L-IRI occurs when blood flow to a limb is temporarily restricted (ischemia) and then restored (reperfusion). This event triggers a series of biochemical and cellular responses, leading to the expression of inflammatory and hypoxia-associated proteins. During ischemia, the lack of oxygen and nutrients causes tissue hypoxia, stabilizing and activating hypoxia-inducible factors like HIF-1α, which upregulate genes involved in angiogenesis and metabolic adaptation. Reperfusion introduces a sudden influx of oxygen, generating reactive oxygen species (ROS) that exacerbate tissue damage and initiate an inflammatory response. The upregulation of master regulator proteins like NF-κB and proinflammatory cytokines such as IL-6 drives this inflammation.

In this study, the animal group subjected to cuff-induced L-IRI showed a significant increase in NF-κB expression, supporting our hypothesis. However, IL-6 expression was unexpectedly low and not significantly different in the cuff-induced L-IRI group. Interestingly, HIF-1α, a marker of cellular adaptation to hypoxia, was similarly expressed in both groups, indicating a need for further research to elucidate the molecular pathways involved in cuff-induced L-IRI. The goal of this study was achieved, demonstrating that the cuff method induces L-IRI, as evidenced by elevated plasma CK levels 24 h post-injury and increased expression of stress-related master regulator proteins.

In addition, the responses to artery ligation are strain specific. It has been reported [12] that in response to femoral artery ligation, BALB/c mice exhibited severe impairment in limb arterial flow, but C57BL/6 mice did not show significant changes in either the blood flow or muscle contraction, which agreed with our observation that ligation of femoral artery did not induce impaired limb function in C57BL/6 mice. Therefore, different animal models have different characterizations. Primarily based on the goal and scope of the research interest, animal models should be carefully selected for each project.

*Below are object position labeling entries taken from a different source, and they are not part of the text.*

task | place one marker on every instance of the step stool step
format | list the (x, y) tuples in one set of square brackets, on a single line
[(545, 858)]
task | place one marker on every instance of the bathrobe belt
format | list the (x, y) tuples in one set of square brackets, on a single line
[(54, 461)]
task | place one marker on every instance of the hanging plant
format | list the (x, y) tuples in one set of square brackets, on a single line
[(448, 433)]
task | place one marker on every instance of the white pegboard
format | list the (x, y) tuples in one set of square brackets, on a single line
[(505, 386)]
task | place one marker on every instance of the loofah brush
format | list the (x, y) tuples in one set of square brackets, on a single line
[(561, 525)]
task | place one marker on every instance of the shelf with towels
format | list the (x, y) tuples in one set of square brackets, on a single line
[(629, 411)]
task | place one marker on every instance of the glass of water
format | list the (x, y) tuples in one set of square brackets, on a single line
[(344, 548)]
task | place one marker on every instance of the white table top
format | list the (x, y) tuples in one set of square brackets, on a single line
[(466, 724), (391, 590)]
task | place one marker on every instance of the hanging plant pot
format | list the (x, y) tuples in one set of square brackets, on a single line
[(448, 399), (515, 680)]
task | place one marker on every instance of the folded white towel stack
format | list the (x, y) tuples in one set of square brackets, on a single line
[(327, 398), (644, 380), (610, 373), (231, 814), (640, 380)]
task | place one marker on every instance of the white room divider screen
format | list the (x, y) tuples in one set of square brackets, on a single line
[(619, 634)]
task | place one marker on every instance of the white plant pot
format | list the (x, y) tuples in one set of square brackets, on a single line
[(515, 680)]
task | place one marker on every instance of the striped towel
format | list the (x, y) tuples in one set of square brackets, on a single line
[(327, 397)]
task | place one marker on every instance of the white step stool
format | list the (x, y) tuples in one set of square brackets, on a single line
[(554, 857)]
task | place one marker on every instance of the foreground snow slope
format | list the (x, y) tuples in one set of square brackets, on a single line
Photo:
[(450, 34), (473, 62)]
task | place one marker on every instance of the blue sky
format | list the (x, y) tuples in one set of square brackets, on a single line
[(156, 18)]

In conclusion, we induced L-IRI in SD rats by non-invasive tourniquet and invasive artery ligations and evaluated the functional recovery of the hindlimb. Tourniquet-cuff-induced L-IRI exhibited impaired limb functional recovery in the rats, while artery ligations did not. The invasive procedures resulted in minimal skeletal muscle injury, as evidenced by the absence of significant increases in CK levels shown in Figure 1. Limb functional recovery, assessed using Tarlov’s scale, indicated full recovery within 24 h following L-IRI induced by artery ligations (Figure 3A). Additionally, grip strength measurements (Figure 2A) indicated nearly complete recovery. Therefore, the non-invasive tourniquet method can be ideal for studying functional limb recovery after L-IRI in rat models.